Performance considerations
Performance implications matter when this bug class scales with player count or asset count. A bug that fires once per session is annoying; a bug that fires once per frame compounds. After fixing, profile the affected code path under realistic load. The fix that's correct for one entity may be too slow for ten thousand.
Diagnostic approach
The diagnostic tools available depend on your engine and platform. Use the engine's native profilers and debug overlays before reaching for external tools. The native tools have context that external tools lack - they know which subsystem owns the code, which assets are loaded, and what state the engine is in.

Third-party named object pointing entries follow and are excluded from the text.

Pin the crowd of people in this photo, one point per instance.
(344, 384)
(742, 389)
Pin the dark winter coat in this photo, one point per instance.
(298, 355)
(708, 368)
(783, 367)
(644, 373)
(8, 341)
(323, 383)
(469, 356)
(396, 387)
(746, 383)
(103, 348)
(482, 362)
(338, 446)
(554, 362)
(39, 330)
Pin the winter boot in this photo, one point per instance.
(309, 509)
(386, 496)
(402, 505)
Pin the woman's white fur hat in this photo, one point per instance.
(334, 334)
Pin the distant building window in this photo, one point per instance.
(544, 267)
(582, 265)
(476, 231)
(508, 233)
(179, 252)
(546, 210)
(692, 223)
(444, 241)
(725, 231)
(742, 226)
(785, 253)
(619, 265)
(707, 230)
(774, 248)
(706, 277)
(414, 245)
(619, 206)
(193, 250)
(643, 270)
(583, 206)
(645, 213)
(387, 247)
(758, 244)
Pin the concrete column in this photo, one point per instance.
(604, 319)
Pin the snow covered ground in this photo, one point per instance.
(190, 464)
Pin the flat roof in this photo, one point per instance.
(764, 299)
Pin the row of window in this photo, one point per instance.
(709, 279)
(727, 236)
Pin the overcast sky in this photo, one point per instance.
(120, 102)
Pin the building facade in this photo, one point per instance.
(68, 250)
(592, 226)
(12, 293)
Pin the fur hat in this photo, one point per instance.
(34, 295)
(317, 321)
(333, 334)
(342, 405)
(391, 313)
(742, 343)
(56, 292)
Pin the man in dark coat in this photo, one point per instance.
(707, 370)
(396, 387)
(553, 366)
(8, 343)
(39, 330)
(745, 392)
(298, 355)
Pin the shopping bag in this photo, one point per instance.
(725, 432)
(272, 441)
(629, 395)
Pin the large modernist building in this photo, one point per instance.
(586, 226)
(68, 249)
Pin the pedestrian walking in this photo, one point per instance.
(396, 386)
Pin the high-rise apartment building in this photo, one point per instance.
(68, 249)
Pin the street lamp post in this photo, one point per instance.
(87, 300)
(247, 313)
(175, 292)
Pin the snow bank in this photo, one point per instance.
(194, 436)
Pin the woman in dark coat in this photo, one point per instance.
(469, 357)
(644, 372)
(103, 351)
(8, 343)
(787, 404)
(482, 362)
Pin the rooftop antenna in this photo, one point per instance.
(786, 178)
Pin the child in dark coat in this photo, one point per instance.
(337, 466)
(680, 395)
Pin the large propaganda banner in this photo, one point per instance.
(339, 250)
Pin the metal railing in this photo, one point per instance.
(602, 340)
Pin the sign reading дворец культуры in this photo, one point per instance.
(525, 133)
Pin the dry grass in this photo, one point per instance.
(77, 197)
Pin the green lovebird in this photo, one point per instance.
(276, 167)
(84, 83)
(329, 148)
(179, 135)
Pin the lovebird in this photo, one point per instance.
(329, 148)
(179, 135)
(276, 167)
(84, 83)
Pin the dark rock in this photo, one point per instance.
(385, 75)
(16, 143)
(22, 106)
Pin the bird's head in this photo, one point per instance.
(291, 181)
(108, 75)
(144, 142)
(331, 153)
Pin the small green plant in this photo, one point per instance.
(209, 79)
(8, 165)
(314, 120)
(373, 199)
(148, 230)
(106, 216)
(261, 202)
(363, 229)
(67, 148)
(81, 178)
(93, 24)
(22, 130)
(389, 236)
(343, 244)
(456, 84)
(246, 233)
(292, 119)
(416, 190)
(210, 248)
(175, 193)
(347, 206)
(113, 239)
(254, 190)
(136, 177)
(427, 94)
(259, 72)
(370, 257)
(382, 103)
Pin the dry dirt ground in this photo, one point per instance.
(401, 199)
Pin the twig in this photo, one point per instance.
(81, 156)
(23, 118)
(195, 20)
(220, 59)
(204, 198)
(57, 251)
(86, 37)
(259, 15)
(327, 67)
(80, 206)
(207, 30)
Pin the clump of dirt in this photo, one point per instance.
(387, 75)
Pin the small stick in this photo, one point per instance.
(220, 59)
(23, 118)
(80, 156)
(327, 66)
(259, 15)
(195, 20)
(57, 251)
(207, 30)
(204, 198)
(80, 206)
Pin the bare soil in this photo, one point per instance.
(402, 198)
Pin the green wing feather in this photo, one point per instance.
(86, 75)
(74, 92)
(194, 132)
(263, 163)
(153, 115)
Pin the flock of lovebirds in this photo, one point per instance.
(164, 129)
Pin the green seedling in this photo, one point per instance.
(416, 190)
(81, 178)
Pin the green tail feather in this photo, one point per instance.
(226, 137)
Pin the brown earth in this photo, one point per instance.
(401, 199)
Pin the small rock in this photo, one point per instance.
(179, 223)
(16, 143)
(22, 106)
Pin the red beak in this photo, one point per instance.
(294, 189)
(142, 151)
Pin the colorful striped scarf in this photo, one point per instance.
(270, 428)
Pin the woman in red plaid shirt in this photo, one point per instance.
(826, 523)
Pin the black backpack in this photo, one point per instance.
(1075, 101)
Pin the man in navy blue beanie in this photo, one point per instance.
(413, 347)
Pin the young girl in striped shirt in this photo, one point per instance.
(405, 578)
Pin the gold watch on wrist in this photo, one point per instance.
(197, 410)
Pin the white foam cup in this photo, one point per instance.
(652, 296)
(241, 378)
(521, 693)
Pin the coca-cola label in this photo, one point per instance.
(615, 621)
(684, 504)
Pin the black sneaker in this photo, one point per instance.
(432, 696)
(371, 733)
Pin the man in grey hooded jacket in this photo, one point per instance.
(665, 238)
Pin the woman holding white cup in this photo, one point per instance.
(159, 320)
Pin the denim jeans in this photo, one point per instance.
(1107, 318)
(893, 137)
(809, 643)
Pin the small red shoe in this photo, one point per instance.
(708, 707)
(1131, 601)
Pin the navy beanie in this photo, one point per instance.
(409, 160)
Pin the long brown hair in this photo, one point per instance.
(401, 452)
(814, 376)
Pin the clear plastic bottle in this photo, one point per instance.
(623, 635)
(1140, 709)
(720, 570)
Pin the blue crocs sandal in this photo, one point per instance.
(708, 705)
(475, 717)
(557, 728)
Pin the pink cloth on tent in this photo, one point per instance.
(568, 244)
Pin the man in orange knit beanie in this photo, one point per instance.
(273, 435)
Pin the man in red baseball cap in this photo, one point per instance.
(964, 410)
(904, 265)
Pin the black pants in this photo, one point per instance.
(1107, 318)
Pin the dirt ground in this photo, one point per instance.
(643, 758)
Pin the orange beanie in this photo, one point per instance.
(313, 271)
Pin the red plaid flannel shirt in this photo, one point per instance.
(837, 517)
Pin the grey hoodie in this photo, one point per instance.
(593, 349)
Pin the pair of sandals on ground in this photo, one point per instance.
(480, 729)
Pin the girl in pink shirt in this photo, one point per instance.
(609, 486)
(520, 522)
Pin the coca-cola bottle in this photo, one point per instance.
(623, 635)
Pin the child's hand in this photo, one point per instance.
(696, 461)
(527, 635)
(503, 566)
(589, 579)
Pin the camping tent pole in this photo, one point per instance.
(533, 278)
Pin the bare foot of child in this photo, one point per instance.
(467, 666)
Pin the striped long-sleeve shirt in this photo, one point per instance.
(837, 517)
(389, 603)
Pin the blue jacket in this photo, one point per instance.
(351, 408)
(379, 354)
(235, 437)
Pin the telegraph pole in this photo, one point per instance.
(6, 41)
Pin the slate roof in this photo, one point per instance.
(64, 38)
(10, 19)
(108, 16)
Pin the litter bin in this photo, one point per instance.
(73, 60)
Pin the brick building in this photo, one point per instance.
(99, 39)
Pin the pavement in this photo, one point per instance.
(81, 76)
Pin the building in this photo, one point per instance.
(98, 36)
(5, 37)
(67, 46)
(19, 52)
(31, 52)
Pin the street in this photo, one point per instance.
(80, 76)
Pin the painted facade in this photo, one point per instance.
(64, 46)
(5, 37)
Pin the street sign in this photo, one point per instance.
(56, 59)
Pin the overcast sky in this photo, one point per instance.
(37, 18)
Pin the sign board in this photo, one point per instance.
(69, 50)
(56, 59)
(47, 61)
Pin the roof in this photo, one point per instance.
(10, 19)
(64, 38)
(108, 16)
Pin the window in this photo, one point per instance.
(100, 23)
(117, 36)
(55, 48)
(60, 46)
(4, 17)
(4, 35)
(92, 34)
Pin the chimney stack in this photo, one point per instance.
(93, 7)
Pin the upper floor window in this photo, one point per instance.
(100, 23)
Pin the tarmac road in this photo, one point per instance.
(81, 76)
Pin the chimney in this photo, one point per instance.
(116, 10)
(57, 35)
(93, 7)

For Godot-specific diagnostics, the editor's profiler is the canonical starting point. Capture a representative frame with the symptom present; compare against a frame without the symptom; the diff often points directly at the cause. If the symptom is non-deterministic, capture multiple frames and look for the pattern - the cause is usually a state transition or a specific input value rather than a continuous effect.
Tooling and ecosystem
Third-party plugins often provide better diagnostics for their own behavior than the engine does. If the affected code is in a plugin, check the plugin's documentation for debug modes, verbose logging, or inspector tools - these can save hours of investigation when they exist.

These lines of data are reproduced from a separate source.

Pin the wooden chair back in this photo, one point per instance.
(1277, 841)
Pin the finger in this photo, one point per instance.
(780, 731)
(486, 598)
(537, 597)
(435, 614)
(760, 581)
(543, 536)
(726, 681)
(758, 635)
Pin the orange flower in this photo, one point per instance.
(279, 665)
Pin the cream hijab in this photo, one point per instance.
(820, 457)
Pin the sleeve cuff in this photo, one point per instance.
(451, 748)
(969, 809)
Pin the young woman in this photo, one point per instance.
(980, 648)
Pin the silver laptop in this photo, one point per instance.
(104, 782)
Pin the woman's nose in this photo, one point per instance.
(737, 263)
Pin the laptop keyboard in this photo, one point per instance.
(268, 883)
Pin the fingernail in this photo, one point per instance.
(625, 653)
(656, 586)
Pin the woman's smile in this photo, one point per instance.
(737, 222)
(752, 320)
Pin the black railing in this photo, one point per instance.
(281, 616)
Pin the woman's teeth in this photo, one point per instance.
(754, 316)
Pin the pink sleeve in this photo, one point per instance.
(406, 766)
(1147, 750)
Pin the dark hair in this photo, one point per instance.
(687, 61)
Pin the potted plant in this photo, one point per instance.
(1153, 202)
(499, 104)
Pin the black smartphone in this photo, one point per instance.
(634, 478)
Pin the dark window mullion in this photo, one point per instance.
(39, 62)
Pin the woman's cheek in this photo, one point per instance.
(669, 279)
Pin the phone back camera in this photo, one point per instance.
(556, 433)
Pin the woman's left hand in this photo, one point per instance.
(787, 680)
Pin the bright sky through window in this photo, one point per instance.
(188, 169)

Within Godot, the relevant diagnostic surfaces include the standard frame debugger, memory profiler, and engine-specific debug overlays. Each one shows a different facet of what's happening. The frame debugger reveals draw call ordering and state transitions; the memory profiler shows allocation patterns; the debug overlay reveals per-system state. Bugs that resist one tool usually surrender to another - the trick is knowing which tool to reach for first.
Edge cases and pitfalls
Platform-specific edge cases are worth enumerating explicitly. iOS handles backgrounding differently than Android; Windows handles focus changes differently than macOS. A fix that works on the development platform may not work on every target. Test on each shipping platform deliberately.
When writing a regression test for this fix, focus on the boundary conditions that surfaced the original bug. Tests that exercise the happy path catch obvious regressions; tests that exercise the boundary catch the subtler regressions that look like new bugs but are really the original returning. The latter are the tests that earn their keep over the long life of the project.
Team communication
Document the fix and its rationale in the commit message or attached engineering doc. Future engineers will encounter related issues; the rationale tells them whether your fix is reusable or specific to the case at hand. Without rationale, the fix gets reverted or copied incorrectly.
If this fix touches a system several engineers work in, a short writeup in the team's engineering channel helps. Not a full design doc - a paragraph explaining what was wrong, what's fixed, and what to watch for. Future engineers encountering similar symptoms will search for the fix; making it findable is a small investment that pays back later.
“Pass the progress array. Yield between polls. Handle all four status codes. Threaded loading just works.”
For scene transitions, run threaded loads while a fade-out animation plays — player perceives zero wait when timed right.